Alpha through equity-versus-FX trading

Macrosynergy Research

Cross-asset relative value

Equity and currency markets respond to macroeconomic news at different speeds and with different sensitivities. Terms-of-trade shocks, for example, tend to be reflected in FX markets within days, while their effect on corporate earnings and equity valuations unfolds over weeks or months. This temporal divergence creates a persistent opportunity for relative value strategies.

Our approach constructs paired positions: long equity exposure in a country paired with a short position in its currency (or vice versa), based on macroeconomic signals that predict the relative performance of the two asset classes.

Signal construction

We identify three categories of macro signals that predict equity-FX divergence: real effective exchange rate misalignment, relative growth momentum, and commodity terms-of-trade shifts.

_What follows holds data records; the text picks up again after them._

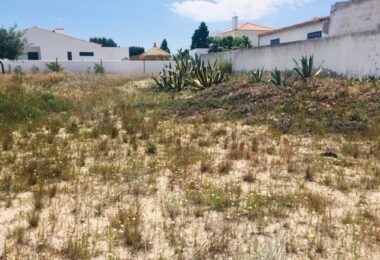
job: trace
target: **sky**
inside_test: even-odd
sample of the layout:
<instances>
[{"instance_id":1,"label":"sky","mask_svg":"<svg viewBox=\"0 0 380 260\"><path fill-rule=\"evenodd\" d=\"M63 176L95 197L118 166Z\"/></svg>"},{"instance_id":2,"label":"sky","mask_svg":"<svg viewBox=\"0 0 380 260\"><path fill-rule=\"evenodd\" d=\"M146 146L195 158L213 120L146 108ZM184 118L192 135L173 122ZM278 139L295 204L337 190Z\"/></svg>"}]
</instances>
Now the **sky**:
<instances>
[{"instance_id":1,"label":"sky","mask_svg":"<svg viewBox=\"0 0 380 260\"><path fill-rule=\"evenodd\" d=\"M122 47L189 48L201 21L211 34L239 23L281 28L330 14L334 0L0 0L0 26L63 27L80 39L112 38Z\"/></svg>"}]
</instances>

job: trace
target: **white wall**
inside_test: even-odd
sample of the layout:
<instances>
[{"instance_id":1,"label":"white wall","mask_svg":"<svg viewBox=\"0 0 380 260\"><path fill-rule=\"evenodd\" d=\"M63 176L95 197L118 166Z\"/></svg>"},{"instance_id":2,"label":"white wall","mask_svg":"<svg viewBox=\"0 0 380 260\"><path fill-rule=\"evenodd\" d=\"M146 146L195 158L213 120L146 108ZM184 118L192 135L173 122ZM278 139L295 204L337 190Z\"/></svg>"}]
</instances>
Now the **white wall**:
<instances>
[{"instance_id":1,"label":"white wall","mask_svg":"<svg viewBox=\"0 0 380 260\"><path fill-rule=\"evenodd\" d=\"M380 29L372 32L326 37L277 46L265 46L202 55L205 61L230 60L233 71L246 72L257 68L292 69L293 59L314 55L314 63L346 77L380 77Z\"/></svg>"},{"instance_id":2,"label":"white wall","mask_svg":"<svg viewBox=\"0 0 380 260\"><path fill-rule=\"evenodd\" d=\"M33 47L40 48L41 60L67 61L67 53L72 53L73 60L119 60L129 58L129 48L102 48L101 45L76 39L67 35L50 32L37 27L25 31L24 38L28 41L26 51ZM32 50L30 50L32 51ZM82 57L79 52L93 52L94 56ZM27 55L20 57L27 60Z\"/></svg>"},{"instance_id":3,"label":"white wall","mask_svg":"<svg viewBox=\"0 0 380 260\"><path fill-rule=\"evenodd\" d=\"M380 0L353 0L332 6L329 35L380 29Z\"/></svg>"},{"instance_id":4,"label":"white wall","mask_svg":"<svg viewBox=\"0 0 380 260\"><path fill-rule=\"evenodd\" d=\"M9 72L9 69L13 71L16 66L20 66L23 72L30 72L33 67L37 67L40 72L43 72L47 70L47 62L55 61L3 60L4 68L7 72ZM95 64L100 64L100 61L59 61L58 63L65 71L94 72ZM103 67L106 73L136 75L161 72L165 68L165 65L169 65L170 63L172 63L172 66L174 65L173 61L103 61Z\"/></svg>"},{"instance_id":5,"label":"white wall","mask_svg":"<svg viewBox=\"0 0 380 260\"><path fill-rule=\"evenodd\" d=\"M280 39L280 43L304 41L307 40L307 34L311 32L322 31L322 38L326 37L323 33L323 25L325 22L302 26L300 28L290 29L282 32L272 33L268 35L259 36L259 45L270 45L270 41L274 39Z\"/></svg>"}]
</instances>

Each signal is constructed from point-in-time JPMaQS data and has a clear economic rationale for why it should affect equities and currencies differently.

The composite signal is formed by equal-weighting the three components after individual normalization. Positions are rebalanced monthly with transaction cost adjustments for both equity and FX legs of each trade.

Performance analysis

The equity-versus-FX strategy generates a Sharpe ratio of 0.61 after estimated transaction costs, with a maximum drawdown of 8.2% over the 12-year evaluation period. The strategy's returns have near-zero correlation with standalone equity, FX carry, and FX momentum factors, making it a valuable diversifier within a multi-strategy portfolio.

Country-level decomposition shows that the strongest signals come from commodity-exporting economies, where terms-of-trade dynamics create the largest wedge between equity and currency performance.

Conclusion

Pairing equity and FX positions based on macro fundamentals offers a structurally differentiated source of alpha. The strategy exploits the inherent speed-of-adjustment differences across asset classes, a feature that is unlikely to be arbitraged away due to institutional segmentation between equity and currency markets.